Verification: - uv run pytest -q tests/unit - Result: 392 passed, with 2 existing warnings under review. - uv run ruff check - Result: passed. - uv run python -m py_compile src/utils/azure_identity.py src/utils/config_models/eventhub.py src/utils/config.py src/consumers/eventhub.py src/main.py - Result: passed.

Open Gates

Gate 5 - Verification And Handoff: - Run a live two-consumer Snowflake/Event Hub ownership and load-balancing smoke test if credentials and test infrastructure are available. - Update operator docs for identity, ownership, checkpoint behavior, and remaining warnings. - Verify that code comments explain the chosen safety/SDK decisions and include vendor documentation links where those decisions depend on external SDK behavior. - Document that Snowflake ownership uses a Hybrid Table for enforced primary-key claims; operators without Hybrid Table support/privileges should use Postgres control tables or migrate/drop an existing standard ownership table before enabling Snowflake ownership.

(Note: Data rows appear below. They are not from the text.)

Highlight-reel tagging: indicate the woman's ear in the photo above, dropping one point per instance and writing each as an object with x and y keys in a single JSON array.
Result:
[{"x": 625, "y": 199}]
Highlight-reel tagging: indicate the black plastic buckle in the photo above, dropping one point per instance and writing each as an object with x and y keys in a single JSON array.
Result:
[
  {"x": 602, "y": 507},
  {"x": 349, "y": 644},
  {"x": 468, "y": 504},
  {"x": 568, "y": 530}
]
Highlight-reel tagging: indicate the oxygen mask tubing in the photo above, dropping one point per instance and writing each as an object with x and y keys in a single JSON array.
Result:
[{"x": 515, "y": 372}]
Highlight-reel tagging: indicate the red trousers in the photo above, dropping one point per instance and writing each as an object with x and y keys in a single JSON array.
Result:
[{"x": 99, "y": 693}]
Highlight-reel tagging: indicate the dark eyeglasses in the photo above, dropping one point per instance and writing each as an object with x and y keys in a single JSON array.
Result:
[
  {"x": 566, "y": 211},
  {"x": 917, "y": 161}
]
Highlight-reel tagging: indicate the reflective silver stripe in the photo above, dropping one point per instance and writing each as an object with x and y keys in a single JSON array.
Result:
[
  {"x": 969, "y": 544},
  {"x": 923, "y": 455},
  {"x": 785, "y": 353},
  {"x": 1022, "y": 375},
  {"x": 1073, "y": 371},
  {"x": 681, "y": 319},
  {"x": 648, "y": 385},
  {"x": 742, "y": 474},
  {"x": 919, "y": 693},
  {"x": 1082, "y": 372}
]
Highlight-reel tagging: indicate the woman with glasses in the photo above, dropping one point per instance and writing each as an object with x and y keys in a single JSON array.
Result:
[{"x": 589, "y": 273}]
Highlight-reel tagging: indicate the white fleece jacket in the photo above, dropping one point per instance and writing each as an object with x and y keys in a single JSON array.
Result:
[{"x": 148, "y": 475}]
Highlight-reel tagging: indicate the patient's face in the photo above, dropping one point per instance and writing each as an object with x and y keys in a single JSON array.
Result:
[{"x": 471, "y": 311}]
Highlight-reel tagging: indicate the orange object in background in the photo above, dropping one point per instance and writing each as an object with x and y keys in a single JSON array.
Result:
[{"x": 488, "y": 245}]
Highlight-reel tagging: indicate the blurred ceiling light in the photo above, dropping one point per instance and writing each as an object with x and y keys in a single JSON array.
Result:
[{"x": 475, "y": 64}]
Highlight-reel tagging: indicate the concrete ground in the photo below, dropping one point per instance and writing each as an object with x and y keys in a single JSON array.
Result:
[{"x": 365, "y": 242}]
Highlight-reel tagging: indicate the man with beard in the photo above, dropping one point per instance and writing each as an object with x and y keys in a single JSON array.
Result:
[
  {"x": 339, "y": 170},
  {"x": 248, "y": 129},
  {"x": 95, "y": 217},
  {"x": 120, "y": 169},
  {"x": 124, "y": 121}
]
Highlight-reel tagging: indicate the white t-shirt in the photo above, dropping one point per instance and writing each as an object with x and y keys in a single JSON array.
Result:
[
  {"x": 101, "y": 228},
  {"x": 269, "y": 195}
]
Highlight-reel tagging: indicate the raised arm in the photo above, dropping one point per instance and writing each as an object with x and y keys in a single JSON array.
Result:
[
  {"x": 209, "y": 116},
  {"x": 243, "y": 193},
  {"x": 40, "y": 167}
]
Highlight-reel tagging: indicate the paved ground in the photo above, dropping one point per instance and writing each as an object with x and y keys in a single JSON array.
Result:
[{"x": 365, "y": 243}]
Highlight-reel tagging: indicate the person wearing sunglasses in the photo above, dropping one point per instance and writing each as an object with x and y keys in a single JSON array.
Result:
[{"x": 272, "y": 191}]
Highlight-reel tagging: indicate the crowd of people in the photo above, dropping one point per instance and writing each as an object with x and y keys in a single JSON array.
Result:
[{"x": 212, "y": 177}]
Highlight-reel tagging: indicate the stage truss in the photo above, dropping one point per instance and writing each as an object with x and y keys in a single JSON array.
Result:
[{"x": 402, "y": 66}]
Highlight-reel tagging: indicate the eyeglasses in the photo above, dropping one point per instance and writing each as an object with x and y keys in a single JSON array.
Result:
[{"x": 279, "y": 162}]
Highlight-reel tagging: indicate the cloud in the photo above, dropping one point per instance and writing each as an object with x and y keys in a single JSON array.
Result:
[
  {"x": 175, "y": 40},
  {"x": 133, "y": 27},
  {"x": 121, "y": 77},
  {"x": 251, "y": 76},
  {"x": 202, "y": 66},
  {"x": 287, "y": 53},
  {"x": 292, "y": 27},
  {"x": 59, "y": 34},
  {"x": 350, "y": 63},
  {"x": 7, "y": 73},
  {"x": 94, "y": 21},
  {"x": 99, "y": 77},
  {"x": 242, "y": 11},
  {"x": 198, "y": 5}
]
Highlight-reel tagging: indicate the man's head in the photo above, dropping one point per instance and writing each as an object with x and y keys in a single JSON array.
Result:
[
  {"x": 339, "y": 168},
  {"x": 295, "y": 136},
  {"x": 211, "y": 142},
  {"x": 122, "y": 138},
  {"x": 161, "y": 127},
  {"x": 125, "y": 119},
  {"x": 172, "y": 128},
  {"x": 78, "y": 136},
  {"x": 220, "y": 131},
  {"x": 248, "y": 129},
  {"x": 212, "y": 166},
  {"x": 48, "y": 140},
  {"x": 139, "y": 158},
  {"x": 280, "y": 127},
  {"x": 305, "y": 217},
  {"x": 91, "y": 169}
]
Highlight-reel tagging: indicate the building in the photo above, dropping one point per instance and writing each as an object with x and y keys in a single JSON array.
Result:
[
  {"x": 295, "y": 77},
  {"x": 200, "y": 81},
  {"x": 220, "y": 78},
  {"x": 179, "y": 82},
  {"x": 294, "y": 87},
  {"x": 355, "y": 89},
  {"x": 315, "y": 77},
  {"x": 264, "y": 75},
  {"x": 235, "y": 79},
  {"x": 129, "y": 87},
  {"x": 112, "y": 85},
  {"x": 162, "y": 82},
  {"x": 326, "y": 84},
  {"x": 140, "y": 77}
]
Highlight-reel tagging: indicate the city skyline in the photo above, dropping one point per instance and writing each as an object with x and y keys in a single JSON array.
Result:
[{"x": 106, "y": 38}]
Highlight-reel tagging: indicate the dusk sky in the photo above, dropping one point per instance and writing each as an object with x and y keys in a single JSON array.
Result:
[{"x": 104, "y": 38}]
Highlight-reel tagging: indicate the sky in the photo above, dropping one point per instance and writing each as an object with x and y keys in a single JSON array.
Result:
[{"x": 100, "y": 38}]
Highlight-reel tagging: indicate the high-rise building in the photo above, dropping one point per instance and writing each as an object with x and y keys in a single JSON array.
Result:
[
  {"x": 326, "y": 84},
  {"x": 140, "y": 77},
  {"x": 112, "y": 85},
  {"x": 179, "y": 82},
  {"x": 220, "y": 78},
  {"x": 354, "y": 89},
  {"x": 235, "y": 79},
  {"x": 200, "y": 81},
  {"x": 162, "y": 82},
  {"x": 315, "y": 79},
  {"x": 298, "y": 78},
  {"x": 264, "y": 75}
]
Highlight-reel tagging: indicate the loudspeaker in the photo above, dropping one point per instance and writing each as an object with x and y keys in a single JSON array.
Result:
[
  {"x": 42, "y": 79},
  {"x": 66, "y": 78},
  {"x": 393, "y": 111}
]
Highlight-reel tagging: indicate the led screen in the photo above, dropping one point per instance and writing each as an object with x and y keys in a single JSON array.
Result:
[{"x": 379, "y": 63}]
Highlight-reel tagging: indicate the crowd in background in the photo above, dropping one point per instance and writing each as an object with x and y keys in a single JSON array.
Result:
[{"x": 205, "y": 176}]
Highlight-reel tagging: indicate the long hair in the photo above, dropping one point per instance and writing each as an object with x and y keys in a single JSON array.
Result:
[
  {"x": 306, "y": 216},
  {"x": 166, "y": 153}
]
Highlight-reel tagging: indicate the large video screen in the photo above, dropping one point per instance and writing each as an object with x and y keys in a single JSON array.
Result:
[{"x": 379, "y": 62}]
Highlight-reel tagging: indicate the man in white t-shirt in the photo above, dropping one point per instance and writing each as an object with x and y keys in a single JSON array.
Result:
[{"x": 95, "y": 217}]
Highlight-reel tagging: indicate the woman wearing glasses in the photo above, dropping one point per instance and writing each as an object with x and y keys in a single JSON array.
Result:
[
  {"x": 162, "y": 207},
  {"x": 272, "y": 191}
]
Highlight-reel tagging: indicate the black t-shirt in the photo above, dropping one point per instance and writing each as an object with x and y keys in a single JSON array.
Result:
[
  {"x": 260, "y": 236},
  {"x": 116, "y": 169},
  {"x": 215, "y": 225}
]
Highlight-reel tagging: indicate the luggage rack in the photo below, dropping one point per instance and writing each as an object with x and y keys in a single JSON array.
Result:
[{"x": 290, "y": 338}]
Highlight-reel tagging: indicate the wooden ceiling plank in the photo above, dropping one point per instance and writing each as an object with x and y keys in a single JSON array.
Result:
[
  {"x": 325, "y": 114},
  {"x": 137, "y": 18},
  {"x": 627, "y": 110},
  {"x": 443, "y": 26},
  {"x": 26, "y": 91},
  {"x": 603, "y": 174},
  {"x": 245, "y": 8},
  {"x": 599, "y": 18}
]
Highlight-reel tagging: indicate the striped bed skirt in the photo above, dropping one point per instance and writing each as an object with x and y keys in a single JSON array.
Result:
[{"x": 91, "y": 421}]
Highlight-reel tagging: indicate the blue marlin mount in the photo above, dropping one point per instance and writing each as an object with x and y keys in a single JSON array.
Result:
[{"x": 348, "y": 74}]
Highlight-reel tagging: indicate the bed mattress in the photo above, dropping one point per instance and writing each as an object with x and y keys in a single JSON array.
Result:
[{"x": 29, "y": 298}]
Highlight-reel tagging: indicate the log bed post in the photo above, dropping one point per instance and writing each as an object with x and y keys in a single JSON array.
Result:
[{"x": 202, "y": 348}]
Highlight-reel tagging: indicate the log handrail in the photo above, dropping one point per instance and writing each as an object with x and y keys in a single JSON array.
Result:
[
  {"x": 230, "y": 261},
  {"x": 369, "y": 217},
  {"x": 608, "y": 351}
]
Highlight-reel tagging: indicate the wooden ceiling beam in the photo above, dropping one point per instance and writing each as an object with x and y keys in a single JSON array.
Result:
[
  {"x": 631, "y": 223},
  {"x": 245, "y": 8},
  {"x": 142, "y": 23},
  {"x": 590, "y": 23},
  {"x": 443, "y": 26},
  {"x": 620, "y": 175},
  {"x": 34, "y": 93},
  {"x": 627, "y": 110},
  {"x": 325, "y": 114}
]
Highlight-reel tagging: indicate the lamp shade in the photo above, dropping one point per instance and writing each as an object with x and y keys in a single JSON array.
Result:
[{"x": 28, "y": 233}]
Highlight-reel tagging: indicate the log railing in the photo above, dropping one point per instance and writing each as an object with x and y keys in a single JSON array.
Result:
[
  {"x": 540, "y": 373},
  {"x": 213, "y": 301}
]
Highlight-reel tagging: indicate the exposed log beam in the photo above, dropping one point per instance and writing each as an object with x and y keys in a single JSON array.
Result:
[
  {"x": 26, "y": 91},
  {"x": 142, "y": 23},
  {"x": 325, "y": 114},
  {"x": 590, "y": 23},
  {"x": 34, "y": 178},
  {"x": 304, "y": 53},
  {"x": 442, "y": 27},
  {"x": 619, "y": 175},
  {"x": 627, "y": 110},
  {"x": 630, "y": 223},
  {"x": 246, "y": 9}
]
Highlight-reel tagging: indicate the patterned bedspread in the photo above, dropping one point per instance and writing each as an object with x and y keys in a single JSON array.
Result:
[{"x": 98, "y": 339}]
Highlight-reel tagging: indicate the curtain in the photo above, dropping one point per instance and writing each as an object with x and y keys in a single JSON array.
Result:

Latest live-smoke status: - Full mocked test suite passes: 415 passed, with 2 existing warnings. - Live Event Hub sender succeeds against evsnowqa20260428230344.servicebus.windows.net/topic1 when using a namespace SAS connection string retrieved from Azure CLI. - Live pipeline with Snowflake control-table ownership fails closed before receiving messages because Snowflake Hybrid Tables are not available on the current trial account. - Live pipeline with Docker-backed Postgres control tables succeeds end to end: the sender wrote 5 marker messages, Event Hub receive processed them, Snowpipe Streaming flushed partition channels, and Snowflake query found 5 marker rows. - Live pipeline with Docker-backed Postgres control tables also passes a two-consumer load-balancing smoke: 80 unique marker rows reached Snowflake across partitions 0,1. - Live Snowflake standard-table checkpoint smoke passes in single-consumer mode: INGESTION.PUBLIC.INGESTION_STATUS_SMOKE_20260524180843 was seeded from current Event Hub offsets, phase A ingested 20 rows for marker snowflake-control-smoke-a-20260524180843, phase B restarted from the Snowflake checkpoints and ingested 20 rows for marker snowflake-control-smoke-b-20260524180843, and checkpoint rows advanced for both partitions. This validates Snowflake-backed checkpoints/resume only; partition ownership remains local and is not a durable multi-consumer ownership proof. - The configured Azure Postgres fallback is still not currently usable from this machine: the configured host is stale, and the discovered Azure Postgres hosts reject the configured credentials.